La aceptación ciudadana del Estado de las Autonomías, con todos sus defectos, demuestra que éste es más eficiente que el Estado centralista y burocrático en la solución de muchos problemas inmediatos de los ciudadanos. No cabe duda de que la sociedad hoy percibe más cerca la solución a sus problemas cuanto más próxima está a ellos la Administración competente. Ha quedado demostrado en este corto espacio de tiempo que las autonomías son más útiles al satisfacer determinadas necesidades ciudadanas desde el poder más sensible a las mismas. Es decir, nuestras instituciones autonómicas son, a un tiempo, tanto la mejor solución a los conflictos heredados del pasado como un medio para manejar el futuro.

Junto a ello, sabemos también que la aparición de los poderes transnacionales ha desbordado las fronteras exteriores de los países.
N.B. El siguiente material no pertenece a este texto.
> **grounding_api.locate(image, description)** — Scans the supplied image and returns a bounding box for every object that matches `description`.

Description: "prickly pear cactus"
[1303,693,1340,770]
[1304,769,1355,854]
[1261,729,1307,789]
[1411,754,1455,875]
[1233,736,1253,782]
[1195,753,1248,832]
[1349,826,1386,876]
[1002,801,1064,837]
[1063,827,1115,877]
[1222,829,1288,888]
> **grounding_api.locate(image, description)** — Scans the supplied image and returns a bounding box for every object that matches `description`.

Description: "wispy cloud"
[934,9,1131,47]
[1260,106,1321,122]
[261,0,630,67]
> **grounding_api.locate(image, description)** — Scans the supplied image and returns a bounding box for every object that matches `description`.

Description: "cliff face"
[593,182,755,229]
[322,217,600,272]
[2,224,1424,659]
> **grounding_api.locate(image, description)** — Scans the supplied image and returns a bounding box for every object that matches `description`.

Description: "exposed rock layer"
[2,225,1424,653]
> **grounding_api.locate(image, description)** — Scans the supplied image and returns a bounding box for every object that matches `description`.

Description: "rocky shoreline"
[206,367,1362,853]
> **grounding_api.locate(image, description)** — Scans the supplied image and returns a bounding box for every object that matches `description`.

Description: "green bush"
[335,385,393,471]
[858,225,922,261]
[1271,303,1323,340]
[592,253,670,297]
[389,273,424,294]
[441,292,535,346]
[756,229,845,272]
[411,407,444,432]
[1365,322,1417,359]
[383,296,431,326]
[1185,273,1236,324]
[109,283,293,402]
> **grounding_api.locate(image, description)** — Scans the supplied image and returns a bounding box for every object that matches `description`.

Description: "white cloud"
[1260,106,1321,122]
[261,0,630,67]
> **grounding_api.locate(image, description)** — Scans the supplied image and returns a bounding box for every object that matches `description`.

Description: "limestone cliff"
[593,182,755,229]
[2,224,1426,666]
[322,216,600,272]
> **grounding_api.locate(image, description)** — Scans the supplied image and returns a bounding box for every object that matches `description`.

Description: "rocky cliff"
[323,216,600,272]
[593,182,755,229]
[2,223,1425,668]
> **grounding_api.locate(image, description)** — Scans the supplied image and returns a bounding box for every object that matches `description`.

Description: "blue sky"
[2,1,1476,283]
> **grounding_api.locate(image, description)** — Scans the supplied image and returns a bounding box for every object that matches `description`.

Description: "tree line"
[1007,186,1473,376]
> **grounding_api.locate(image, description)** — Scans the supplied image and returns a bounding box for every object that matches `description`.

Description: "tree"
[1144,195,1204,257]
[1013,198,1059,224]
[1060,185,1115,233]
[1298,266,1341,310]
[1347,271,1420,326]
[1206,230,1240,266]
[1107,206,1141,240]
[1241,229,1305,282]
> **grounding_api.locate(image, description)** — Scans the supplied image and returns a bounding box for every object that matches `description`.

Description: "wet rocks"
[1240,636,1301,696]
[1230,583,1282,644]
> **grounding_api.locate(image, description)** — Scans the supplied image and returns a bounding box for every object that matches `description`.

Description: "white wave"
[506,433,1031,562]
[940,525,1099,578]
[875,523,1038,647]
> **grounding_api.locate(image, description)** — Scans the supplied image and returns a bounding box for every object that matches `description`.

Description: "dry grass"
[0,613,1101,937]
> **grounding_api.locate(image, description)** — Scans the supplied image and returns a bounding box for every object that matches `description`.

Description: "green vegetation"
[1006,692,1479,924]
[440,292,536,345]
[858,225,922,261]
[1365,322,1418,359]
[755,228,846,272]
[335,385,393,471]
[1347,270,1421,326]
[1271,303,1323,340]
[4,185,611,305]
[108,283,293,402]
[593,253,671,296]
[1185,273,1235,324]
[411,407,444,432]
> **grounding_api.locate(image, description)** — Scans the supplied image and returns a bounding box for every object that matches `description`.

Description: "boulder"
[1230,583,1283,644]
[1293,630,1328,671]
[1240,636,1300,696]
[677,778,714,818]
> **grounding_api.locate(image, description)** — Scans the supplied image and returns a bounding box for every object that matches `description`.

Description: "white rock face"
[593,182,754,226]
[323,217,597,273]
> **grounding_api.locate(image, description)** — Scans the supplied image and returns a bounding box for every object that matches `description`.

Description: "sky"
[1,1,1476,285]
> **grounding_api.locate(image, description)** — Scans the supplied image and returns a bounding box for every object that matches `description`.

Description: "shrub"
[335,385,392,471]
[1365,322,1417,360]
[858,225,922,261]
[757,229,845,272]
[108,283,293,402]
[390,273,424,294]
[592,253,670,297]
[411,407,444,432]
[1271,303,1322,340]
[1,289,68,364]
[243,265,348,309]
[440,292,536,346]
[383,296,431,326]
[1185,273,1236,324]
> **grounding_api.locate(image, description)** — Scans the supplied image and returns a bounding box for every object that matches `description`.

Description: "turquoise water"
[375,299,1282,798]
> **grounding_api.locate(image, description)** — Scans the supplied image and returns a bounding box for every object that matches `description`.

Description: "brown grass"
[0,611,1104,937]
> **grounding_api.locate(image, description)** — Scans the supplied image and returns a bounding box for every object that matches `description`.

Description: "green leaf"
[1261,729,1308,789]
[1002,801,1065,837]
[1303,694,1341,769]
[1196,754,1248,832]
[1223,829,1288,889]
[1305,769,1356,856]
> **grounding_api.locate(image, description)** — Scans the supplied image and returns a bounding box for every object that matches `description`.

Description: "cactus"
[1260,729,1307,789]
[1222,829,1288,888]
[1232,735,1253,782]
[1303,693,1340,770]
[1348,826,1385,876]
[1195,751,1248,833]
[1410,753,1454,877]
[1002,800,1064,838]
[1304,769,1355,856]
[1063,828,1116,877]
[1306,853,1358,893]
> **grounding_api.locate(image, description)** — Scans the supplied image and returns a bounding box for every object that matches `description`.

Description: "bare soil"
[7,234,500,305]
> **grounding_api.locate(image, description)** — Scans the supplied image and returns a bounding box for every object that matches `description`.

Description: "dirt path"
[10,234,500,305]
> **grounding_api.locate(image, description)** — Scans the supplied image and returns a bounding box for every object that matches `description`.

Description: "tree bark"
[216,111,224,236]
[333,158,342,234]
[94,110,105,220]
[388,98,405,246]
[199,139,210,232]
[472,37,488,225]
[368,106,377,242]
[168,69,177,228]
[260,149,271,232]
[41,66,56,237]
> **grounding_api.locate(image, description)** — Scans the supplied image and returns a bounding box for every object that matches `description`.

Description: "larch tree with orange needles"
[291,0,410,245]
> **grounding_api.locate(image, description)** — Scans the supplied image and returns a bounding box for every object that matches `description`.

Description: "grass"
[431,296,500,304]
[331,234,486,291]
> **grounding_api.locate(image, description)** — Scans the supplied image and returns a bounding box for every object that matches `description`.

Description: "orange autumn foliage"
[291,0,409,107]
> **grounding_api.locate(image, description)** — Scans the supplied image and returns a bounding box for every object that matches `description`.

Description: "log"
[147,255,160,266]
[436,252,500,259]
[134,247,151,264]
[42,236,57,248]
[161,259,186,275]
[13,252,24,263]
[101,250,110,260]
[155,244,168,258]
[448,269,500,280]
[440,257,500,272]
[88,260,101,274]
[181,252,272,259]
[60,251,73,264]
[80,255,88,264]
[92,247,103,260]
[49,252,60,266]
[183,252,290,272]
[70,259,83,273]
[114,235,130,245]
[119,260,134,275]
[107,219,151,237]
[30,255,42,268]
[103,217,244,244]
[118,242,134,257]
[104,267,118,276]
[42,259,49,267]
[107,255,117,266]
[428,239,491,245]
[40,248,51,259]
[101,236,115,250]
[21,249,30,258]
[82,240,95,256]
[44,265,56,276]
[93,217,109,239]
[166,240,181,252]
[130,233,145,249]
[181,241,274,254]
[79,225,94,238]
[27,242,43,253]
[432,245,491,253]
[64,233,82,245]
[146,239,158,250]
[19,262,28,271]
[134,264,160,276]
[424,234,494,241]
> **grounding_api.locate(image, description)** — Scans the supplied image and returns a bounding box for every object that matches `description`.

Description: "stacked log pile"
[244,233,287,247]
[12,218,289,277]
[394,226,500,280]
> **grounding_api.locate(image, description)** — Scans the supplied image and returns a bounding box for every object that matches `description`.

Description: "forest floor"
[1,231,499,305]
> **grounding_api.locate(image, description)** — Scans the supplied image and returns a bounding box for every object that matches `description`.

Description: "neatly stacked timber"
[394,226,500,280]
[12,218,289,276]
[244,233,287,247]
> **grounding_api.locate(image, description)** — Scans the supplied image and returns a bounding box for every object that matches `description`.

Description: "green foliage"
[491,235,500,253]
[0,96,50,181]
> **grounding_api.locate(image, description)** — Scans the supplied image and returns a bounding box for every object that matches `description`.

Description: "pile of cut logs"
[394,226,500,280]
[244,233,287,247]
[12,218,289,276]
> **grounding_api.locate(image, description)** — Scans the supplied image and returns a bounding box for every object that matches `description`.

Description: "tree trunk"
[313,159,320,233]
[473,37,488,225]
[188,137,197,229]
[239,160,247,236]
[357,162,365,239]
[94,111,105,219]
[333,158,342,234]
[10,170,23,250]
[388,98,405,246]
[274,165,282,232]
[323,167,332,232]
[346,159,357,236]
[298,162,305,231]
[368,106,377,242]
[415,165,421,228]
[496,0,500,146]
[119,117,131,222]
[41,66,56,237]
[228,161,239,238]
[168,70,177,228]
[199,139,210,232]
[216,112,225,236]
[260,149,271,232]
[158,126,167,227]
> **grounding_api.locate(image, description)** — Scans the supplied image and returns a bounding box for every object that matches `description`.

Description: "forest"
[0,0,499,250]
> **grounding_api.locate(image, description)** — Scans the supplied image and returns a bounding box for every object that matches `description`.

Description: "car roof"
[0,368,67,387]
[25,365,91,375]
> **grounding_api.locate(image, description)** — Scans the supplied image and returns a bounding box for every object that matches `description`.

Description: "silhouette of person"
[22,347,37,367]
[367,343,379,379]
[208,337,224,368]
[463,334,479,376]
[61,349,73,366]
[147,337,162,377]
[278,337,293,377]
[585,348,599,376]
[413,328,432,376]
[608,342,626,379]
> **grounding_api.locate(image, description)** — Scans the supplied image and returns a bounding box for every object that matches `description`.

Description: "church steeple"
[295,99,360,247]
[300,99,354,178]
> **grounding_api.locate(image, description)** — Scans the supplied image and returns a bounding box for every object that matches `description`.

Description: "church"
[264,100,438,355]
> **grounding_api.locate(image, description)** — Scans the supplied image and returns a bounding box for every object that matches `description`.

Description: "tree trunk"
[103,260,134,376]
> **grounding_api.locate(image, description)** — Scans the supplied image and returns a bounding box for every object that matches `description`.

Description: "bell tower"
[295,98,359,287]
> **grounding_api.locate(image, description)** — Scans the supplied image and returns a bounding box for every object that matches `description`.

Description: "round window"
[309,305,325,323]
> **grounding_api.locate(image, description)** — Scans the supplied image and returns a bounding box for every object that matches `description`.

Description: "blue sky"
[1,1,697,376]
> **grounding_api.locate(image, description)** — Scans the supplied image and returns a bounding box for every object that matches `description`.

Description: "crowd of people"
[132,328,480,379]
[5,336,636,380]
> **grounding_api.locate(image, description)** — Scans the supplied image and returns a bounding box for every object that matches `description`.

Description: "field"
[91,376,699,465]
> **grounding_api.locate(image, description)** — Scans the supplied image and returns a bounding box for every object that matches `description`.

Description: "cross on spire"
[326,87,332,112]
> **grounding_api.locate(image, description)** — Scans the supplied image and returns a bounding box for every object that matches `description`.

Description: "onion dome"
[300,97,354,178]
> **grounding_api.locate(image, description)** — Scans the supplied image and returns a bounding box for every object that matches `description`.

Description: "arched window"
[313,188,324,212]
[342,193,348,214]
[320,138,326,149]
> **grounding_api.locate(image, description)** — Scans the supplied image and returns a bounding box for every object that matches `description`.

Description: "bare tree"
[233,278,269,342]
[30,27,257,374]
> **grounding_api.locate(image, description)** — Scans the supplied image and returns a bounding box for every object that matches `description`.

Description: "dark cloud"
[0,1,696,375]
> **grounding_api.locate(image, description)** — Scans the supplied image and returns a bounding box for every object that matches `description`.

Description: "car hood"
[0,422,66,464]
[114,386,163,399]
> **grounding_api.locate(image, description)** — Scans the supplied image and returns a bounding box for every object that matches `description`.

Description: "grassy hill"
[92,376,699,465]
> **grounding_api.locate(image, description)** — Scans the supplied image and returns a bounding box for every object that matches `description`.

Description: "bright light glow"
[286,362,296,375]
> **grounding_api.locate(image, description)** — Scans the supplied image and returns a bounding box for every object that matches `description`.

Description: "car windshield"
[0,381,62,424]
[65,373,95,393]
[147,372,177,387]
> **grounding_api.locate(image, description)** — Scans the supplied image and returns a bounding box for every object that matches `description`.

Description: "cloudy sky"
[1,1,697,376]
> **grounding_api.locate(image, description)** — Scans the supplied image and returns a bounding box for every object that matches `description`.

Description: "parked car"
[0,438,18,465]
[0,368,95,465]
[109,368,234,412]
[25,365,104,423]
Todos los Estados del mundo, y en especial los de nuestro entorno europeo, han cedido parte de su soberanía a instituciones comunes de las que es un gran ejemplo la Unión Europea. En otras palabras: determinados asuntos van más allá de las posibilidades de las Administraciones autonómicas, aunque éstos afecten a sus competencias y requieran la participación de las instituciones estatales en foros transnacionales. El Gobierno del Estado, en el ejercicio de esta función, deberá tener en cuenta la posición de los distintos territorios.

Y todo esto no supone que deje de existir el Estado nación, ni tampoco resta importancia a las Administraciones autonómicas, porque compartir más allá de las propias fronteras no supone perder influencia, sino ampliarla. Lo que sí es cierto es que este fenómeno globalizador pone en evidencia que la mitificación de la historia patria, la utilización excluyente de la lengua y la homogenización étnica fueron instrumentos de un nacionalismo que hoy está fuera de la historia, y de cuyos peligros hemos tenido hoy demasiadas muestras. Por lo que, la realidad de un mundo global determina que nadie puede creerse independiente: para decidir sobre el propio territorio hay que participar en decisiones comunes que afectan a muchos otros. Si uno se excluye, se queda solo y limitado en su propia autonomía. Es decir, queda condicionado por lo que determinen los que sí participan en el mayor número de foros.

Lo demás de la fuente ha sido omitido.